An in-depth study of Lithuania's recognition and image abroad shows that relatively few foreigners outside the immediate neighbourhood know much about the country.
Lithuanians are generally regarded as welcoming and hard-working people, but also dishonest, especially in Scandinavia, and are associated with the Holocaust in Israel and the US.
Most people in Poland know about Lithuania and the country's image is quite positive there. On the other end of the spectrum, only 7 percent of the public in France know anything about Lithuania besides its name and geographic location, according to a study that surveyed public opinion in seven countries.
Eglė Kudzmanienė, a government adviser who led the study, says that Lithuania's immediate neighbours naturally know more the country, especially Poland that has close historical, cultural and political ties with Lithuania. But even there some stereotypes persist, she says.
Meanwhile, Lithuania could invest more into promoting itself in France, the study authors say.
“There are big potential economic gains – tourism from France to Lithuania is growing steadily, but we do not exploit the full potential due to limited marketing resources and irregular flight connections,” Kudzmanienė tells LRT.lt. “France is certainly a strategically important country for international political cooperation.”
What are Lithuanians like?
The study also looked into what qualities people in the seven countries ascribed to Lithuanians. Poles and Germans generally thought that Lithuanians were hospitable and friendly, while Swedes and Norwegians tended to think of them as hard-working. However, Lithuanians in Scandinavia are also often seen as dishonest people.
“We see a clear problem in Norway due to the crimes committed by Lithuanians,” Kudzmanienė says, adding that many Lithuanian expatriates in Scandinavia are highly skilled and honest people and the country should invest into improving their image.
Norwegians were also found to have a poor opinion about respect for human and civil rights in Lithuania and did not think Lithuania was a good place to invest, work or study in.
Meanwhile, Germans and Poles have a positive opinion about Lithuanians mainly because of their travels in the country.
“They get to know the country, its people, and leave with a positive impression,” according to Kudzmanienė.

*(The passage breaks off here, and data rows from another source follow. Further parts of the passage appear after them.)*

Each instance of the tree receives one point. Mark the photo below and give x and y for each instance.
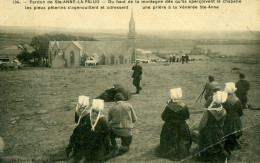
(41, 44)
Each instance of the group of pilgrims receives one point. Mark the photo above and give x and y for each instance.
(217, 133)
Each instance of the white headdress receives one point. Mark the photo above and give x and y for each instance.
(176, 94)
(219, 98)
(97, 105)
(81, 108)
(230, 87)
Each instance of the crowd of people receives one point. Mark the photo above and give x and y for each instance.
(218, 132)
(184, 58)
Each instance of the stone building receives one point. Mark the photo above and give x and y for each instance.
(70, 53)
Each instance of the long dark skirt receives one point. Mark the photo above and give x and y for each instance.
(211, 145)
(175, 141)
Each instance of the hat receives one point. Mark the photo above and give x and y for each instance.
(176, 94)
(98, 104)
(230, 87)
(216, 87)
(242, 75)
(220, 97)
(119, 97)
(211, 78)
(83, 102)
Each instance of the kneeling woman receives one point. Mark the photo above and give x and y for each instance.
(175, 140)
(210, 130)
(90, 139)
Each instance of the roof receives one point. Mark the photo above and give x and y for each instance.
(99, 47)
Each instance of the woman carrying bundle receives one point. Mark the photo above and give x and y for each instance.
(175, 139)
(233, 125)
(90, 139)
(211, 142)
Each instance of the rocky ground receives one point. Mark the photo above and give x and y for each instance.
(37, 106)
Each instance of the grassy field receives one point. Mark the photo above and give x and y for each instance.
(37, 106)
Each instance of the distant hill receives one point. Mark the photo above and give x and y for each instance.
(141, 34)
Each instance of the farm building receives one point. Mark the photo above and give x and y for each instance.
(70, 53)
(12, 51)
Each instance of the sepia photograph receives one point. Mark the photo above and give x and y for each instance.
(154, 81)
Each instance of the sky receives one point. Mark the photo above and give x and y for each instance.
(242, 16)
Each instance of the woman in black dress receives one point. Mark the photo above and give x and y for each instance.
(211, 143)
(175, 139)
(233, 126)
(90, 139)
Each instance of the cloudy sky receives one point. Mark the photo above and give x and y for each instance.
(242, 16)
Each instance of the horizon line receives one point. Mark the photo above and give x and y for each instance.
(247, 29)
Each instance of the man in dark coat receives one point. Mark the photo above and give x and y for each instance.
(137, 75)
(242, 88)
(210, 87)
(109, 94)
(121, 118)
(186, 58)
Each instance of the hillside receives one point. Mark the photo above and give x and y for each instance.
(37, 106)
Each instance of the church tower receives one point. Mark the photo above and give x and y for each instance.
(131, 38)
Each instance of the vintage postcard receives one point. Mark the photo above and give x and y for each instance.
(129, 81)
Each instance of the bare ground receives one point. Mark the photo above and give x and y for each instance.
(37, 106)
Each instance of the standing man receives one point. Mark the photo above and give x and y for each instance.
(137, 75)
(242, 88)
(210, 87)
(186, 58)
(121, 119)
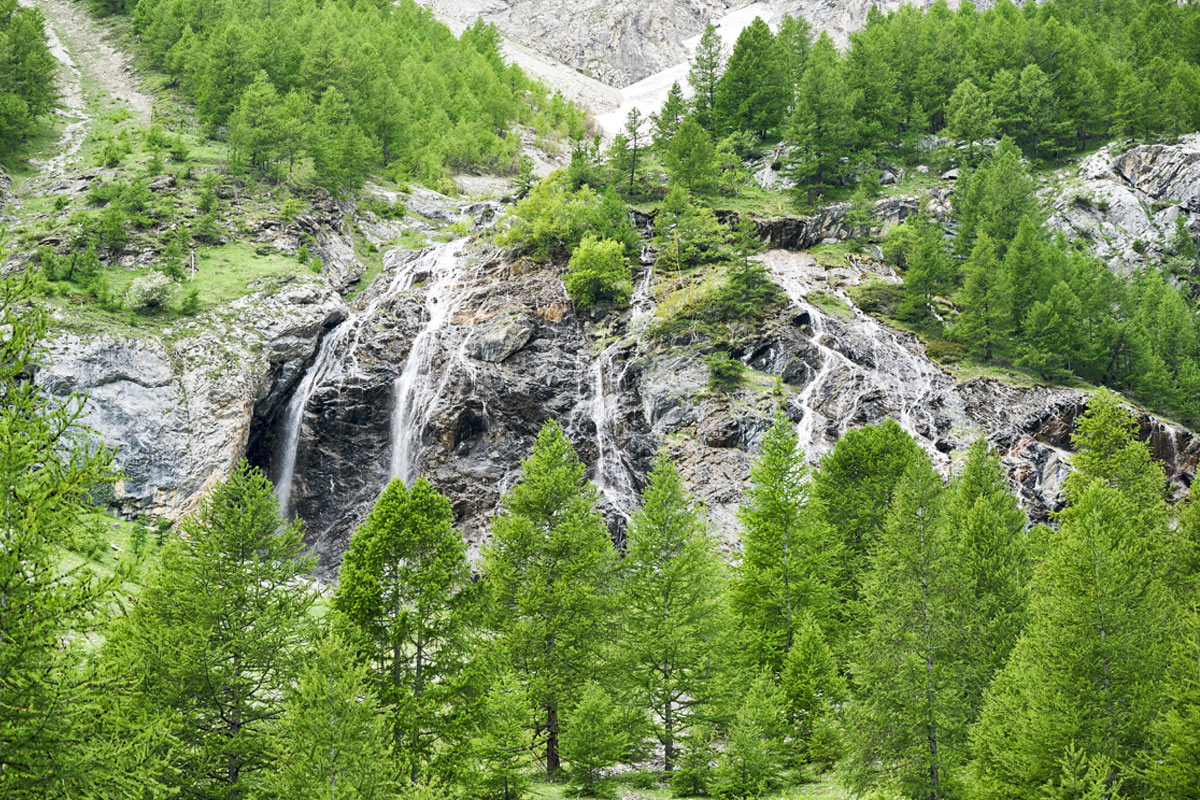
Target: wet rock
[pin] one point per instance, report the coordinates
(502, 337)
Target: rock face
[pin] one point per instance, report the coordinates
(179, 410)
(1123, 203)
(622, 42)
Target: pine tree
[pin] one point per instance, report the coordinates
(405, 591)
(970, 116)
(907, 720)
(667, 121)
(217, 633)
(786, 552)
(333, 739)
(795, 40)
(502, 746)
(985, 298)
(754, 92)
(690, 158)
(991, 570)
(672, 608)
(813, 687)
(593, 739)
(855, 485)
(821, 126)
(65, 731)
(1087, 672)
(549, 567)
(751, 764)
(705, 74)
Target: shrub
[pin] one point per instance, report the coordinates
(149, 293)
(599, 274)
(190, 305)
(725, 373)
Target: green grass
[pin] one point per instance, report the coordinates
(829, 304)
(827, 787)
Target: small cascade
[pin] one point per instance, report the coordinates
(906, 379)
(337, 346)
(415, 391)
(612, 475)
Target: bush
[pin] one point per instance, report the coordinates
(599, 274)
(149, 293)
(725, 373)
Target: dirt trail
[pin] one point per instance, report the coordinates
(83, 48)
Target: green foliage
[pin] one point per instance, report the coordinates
(672, 611)
(149, 293)
(331, 739)
(907, 721)
(27, 72)
(355, 88)
(217, 635)
(786, 552)
(405, 593)
(598, 274)
(593, 739)
(553, 218)
(751, 764)
(502, 746)
(549, 566)
(63, 729)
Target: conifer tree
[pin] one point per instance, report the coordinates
(984, 324)
(907, 721)
(65, 729)
(691, 160)
(753, 94)
(333, 739)
(1087, 672)
(672, 608)
(593, 739)
(970, 115)
(991, 570)
(786, 552)
(705, 74)
(549, 567)
(855, 486)
(667, 121)
(502, 745)
(821, 125)
(405, 593)
(219, 631)
(813, 687)
(751, 764)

A problem singled out by image experts interviewed for the study, particularly in the US and the UK, was the history of the Holocaust. It was also seen as a negative factor by the public in Israel.
More than tourism
The study also shows that tourism is one of the key factors contributing to Lithuania's recognition abroad. However, attracting tourists is not the main, let alone the only, reason for building up Lithuania's brand.

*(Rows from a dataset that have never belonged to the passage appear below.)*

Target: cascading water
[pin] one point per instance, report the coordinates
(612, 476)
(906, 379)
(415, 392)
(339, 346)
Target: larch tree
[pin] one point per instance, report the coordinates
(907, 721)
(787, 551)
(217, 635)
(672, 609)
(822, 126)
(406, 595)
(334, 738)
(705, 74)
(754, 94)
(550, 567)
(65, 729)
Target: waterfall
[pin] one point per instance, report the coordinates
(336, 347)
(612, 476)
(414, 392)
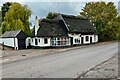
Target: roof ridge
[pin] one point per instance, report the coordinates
(18, 32)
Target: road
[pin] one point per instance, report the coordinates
(67, 64)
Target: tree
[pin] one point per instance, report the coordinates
(5, 8)
(102, 15)
(17, 18)
(51, 15)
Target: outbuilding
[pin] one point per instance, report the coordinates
(15, 39)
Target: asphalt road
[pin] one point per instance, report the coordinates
(67, 64)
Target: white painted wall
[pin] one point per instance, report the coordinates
(9, 42)
(41, 43)
(36, 25)
(96, 38)
(28, 40)
(75, 36)
(84, 39)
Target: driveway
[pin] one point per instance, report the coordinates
(68, 64)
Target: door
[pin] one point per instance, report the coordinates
(71, 40)
(36, 42)
(90, 40)
(21, 43)
(82, 40)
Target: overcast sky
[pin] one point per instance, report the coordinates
(41, 8)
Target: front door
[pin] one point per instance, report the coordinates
(21, 44)
(82, 40)
(36, 42)
(71, 40)
(90, 40)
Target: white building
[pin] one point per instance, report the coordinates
(64, 30)
(14, 39)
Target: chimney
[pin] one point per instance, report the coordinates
(36, 25)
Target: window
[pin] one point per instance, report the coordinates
(45, 40)
(36, 43)
(77, 41)
(32, 39)
(39, 40)
(87, 38)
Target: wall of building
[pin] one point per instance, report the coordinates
(60, 41)
(76, 38)
(11, 42)
(40, 42)
(28, 41)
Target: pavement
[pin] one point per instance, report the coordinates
(66, 64)
(105, 70)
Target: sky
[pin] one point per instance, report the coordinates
(41, 8)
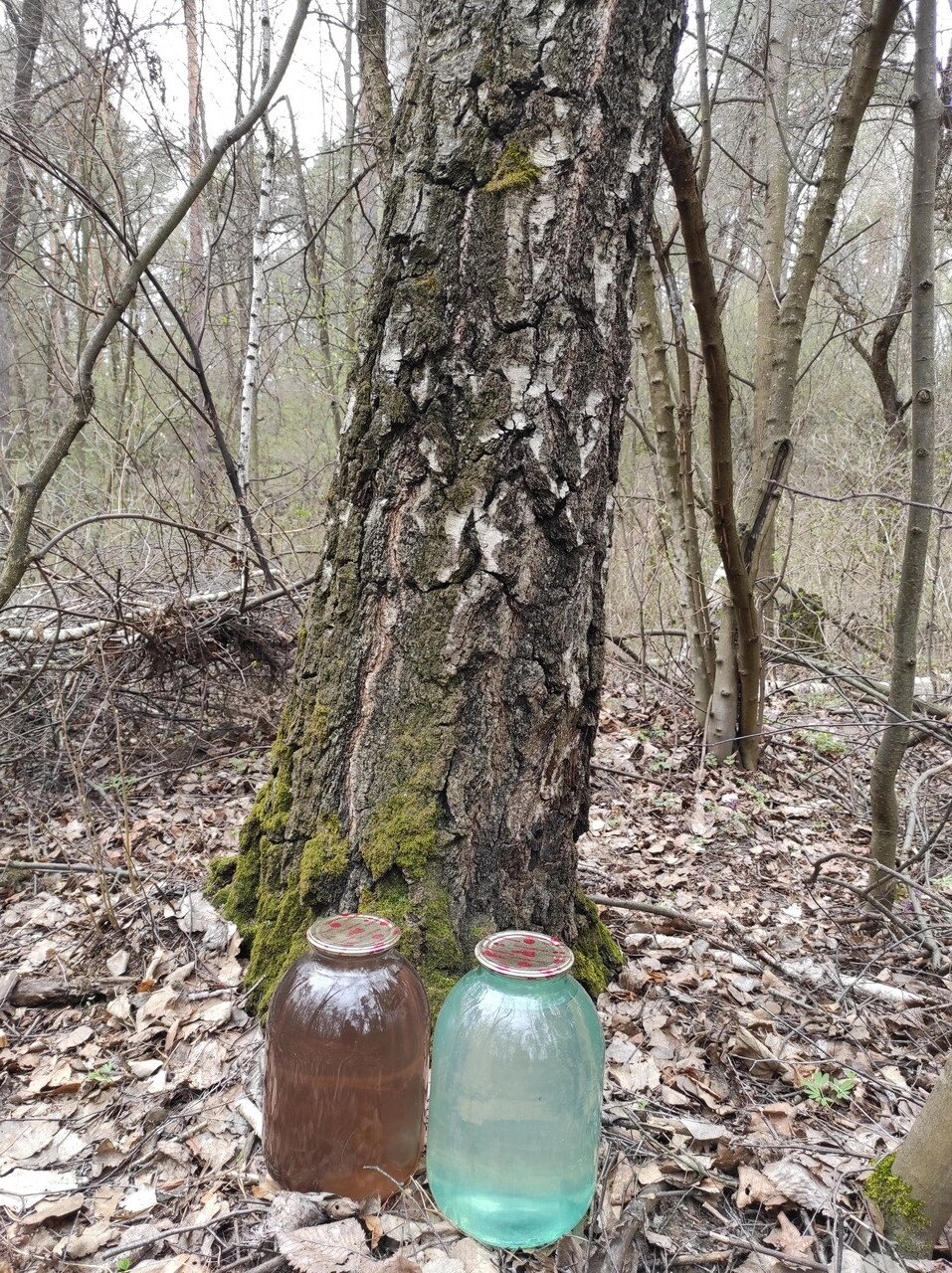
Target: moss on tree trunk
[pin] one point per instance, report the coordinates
(432, 764)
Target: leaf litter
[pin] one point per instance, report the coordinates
(130, 1117)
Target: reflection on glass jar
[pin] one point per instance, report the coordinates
(515, 1095)
(345, 1067)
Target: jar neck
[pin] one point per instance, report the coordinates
(526, 986)
(342, 963)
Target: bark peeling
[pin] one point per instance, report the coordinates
(447, 689)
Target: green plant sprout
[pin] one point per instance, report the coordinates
(103, 1074)
(826, 1090)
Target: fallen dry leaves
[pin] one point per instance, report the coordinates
(131, 1090)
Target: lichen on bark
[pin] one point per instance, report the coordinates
(433, 758)
(515, 169)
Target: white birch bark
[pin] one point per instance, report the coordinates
(251, 368)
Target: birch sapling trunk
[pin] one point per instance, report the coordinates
(732, 724)
(912, 1186)
(18, 557)
(195, 273)
(314, 258)
(777, 175)
(682, 540)
(927, 117)
(30, 30)
(433, 760)
(251, 367)
(374, 107)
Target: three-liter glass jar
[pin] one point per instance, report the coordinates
(345, 1069)
(515, 1095)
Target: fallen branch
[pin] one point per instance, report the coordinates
(65, 867)
(131, 624)
(46, 992)
(803, 973)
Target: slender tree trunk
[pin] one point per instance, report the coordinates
(912, 1186)
(731, 727)
(17, 558)
(683, 528)
(195, 271)
(777, 173)
(376, 107)
(314, 259)
(433, 759)
(30, 30)
(251, 368)
(784, 360)
(742, 557)
(927, 114)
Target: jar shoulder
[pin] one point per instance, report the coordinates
(485, 1012)
(317, 991)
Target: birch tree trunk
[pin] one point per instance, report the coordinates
(433, 760)
(195, 286)
(674, 491)
(927, 116)
(30, 28)
(251, 368)
(736, 718)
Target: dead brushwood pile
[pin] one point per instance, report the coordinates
(765, 1044)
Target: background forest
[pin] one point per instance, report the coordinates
(190, 203)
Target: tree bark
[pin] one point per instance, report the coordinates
(676, 498)
(773, 244)
(433, 760)
(251, 367)
(783, 363)
(927, 116)
(912, 1187)
(30, 30)
(739, 733)
(195, 284)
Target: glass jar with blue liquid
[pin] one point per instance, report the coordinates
(515, 1095)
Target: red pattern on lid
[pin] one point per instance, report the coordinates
(527, 955)
(353, 935)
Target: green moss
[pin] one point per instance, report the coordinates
(429, 942)
(281, 936)
(597, 955)
(219, 877)
(906, 1221)
(402, 831)
(324, 862)
(220, 871)
(515, 169)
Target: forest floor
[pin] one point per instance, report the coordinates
(765, 1045)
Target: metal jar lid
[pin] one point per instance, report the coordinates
(526, 955)
(353, 935)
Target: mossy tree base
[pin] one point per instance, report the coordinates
(904, 1214)
(912, 1186)
(433, 759)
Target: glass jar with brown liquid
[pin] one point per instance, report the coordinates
(345, 1063)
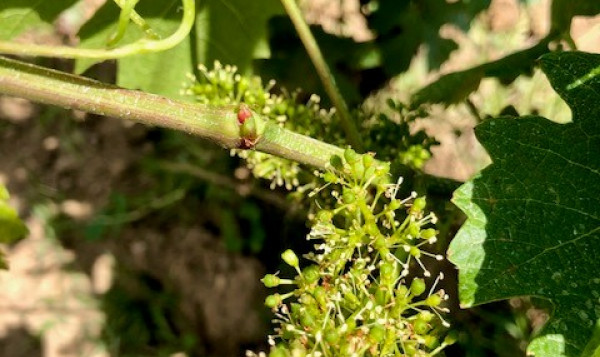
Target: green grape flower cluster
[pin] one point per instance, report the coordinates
(360, 294)
(409, 148)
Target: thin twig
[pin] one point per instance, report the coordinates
(316, 56)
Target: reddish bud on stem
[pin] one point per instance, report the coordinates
(244, 113)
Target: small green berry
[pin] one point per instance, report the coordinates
(415, 252)
(451, 338)
(421, 327)
(413, 229)
(278, 351)
(290, 258)
(348, 196)
(428, 233)
(273, 301)
(336, 162)
(330, 177)
(419, 204)
(271, 281)
(377, 333)
(433, 300)
(311, 274)
(417, 287)
(351, 156)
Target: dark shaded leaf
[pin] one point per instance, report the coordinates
(533, 223)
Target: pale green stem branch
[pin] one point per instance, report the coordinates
(316, 56)
(138, 47)
(218, 124)
(139, 21)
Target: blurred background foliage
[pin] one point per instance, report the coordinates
(146, 242)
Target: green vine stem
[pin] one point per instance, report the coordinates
(141, 46)
(136, 18)
(314, 52)
(218, 124)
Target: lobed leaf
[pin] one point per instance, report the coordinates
(232, 31)
(16, 16)
(533, 224)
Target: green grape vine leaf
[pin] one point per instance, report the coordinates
(234, 31)
(11, 227)
(563, 11)
(17, 16)
(533, 224)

“We have had an effective ecosystem in tourism for a number of years now. However, the county has other goals, too, such as attracting talent, students, investment, increasing exports,” Kudzmanienė believes. “We have to start thinking about the generation that is 15 years old now [...]. For them, we have to build a clear profile of the country, show our values and future goals.”
She says that, at the moment, Lithuania has a very fragmented profile and no consistent message about itself.
“It's time for us in Lithuania to agree about the directions and guidelines of communication. The country has great many achievements, but the study results show that [people abroad] know precious little about us,” says Kudzmanienė.
The study was conducted by KOG Institutas and NORSTAT.